Possibly most infamous was dissatisfaction with the city's response to the wrongful 2020 arrest of Anjanette Young, a social worker on the South side. Young was handcuffed naked in her home, which Chicago cops mistakenly raided. Young said she felt "betrayed" by Lightfoot after the city moved to dismiss her case. She settled in 2021 for $2.9 million.
These and other examples led to many who had supported Lightfoot earlier abandoning her. But Chicago politics have historically been a take-no-prisoners battlefield going back to the days of Harold Washington, Richard J. Daley, and many others before them. So what was the tipping point this time?
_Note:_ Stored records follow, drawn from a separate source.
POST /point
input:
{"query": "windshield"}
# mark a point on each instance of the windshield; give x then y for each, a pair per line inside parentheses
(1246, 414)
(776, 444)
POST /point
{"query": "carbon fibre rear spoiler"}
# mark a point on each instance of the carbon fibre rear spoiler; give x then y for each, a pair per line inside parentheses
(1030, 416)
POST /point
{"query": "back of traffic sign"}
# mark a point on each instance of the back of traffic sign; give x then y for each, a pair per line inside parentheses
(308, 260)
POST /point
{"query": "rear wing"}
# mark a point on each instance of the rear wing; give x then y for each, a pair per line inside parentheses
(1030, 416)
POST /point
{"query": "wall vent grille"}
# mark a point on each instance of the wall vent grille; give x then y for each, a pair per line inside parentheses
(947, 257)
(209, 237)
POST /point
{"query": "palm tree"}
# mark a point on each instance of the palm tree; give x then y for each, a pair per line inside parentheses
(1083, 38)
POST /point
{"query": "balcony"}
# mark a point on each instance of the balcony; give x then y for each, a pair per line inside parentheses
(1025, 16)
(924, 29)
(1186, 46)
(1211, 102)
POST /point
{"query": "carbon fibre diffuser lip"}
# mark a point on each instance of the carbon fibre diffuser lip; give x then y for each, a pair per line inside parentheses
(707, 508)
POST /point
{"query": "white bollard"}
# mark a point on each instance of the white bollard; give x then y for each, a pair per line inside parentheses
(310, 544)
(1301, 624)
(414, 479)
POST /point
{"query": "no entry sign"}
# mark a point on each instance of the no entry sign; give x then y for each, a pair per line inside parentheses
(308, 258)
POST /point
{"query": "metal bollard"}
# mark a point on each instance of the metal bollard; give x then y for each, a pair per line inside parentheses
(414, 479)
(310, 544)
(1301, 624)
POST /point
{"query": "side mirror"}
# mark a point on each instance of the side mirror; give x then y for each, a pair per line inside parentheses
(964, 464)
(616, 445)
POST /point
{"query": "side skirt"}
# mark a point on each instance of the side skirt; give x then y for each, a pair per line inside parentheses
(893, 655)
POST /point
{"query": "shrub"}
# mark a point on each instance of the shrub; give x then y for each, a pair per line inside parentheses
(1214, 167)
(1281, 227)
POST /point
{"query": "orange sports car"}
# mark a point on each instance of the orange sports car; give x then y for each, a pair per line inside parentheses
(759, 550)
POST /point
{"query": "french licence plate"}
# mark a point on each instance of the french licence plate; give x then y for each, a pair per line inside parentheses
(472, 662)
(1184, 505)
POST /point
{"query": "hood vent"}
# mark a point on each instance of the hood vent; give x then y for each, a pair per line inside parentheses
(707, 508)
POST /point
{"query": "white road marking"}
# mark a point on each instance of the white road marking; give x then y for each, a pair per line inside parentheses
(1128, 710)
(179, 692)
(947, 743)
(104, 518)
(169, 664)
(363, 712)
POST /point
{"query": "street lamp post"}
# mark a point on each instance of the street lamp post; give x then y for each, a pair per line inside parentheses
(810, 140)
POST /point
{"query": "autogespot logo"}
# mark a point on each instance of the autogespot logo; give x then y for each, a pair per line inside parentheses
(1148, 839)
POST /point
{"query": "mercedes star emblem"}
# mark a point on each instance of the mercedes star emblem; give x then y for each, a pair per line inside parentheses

“Here in Chicago, it didn’t matter what time of day it was, there seemed to be crime going on everywhere,” said Dominguez. “Crime has always been an issue, but the difference between this and the previous two administrations is that it seems to be everywhere, not just the South or West sides, but also on the Magnificent Mile and the North Shore. People felt it got completely out of control. Lightfoot did address some issues on crime like homicides, but there were also things like the smash and grabs on Rush street that were too much for some people to take.”
Looking Down A Rough Road To April
With Lightfoot out in the first round of the election, Vallas and Johnson, two very different candidates from different backgrounds, will compete for votes, likely on racial lines in one of America's most segregated cities.
Vallas grew up on Chicago's South side, the grandson of Greek immigrants, and has led school systems in Philadelphia, New Orleans, and Chicago. His platform centers around crime reduction and will likely attract White voters who want to end the rampant and random criminality that seems to be sweeping the city. Endorsed by the Fraternal Order of Police, he also supports bringing the Chicago Police Department's numbers up to 13,500, including retired officers, and removing a residency requirement.
Johnson, born in Elgin, Ill., the son of a pastor and one of ten siblings, is heavily backed by the Chicago Teachers Union, having been a teacher himself early in his career, along with several other unions with large memberships. He has said he would address crime by creating an Office of Community Safety, removing the city's gang database, and aiming more funds at violence prevention and community safety programming that addresses the cause of violent crimes.
Backed by $4.7 million in campaign funds, according to the Center for Illinois Politics, Johnson will likely try to draw the labor vote and the city's Black voter populace for backing. Vallas, however, has the bigger war chest at $6.1 million, CIP figures show, and will most probably draw the support of many Northside White voters and people interested in drastically reducing crime downtown and in the business districts.
Dominguez says the central issue going into April will be law enforcement, police reform, and accountability. "In every poll I've seen that was a big issue with minority voters," he said. "There is going to be a lot concerning Black and White voters in these next few weeks. Johnson is the candidate of the underprivileged, and Vallas is the take the city back candidate. It could be ugly because there are some ideological differences in governing."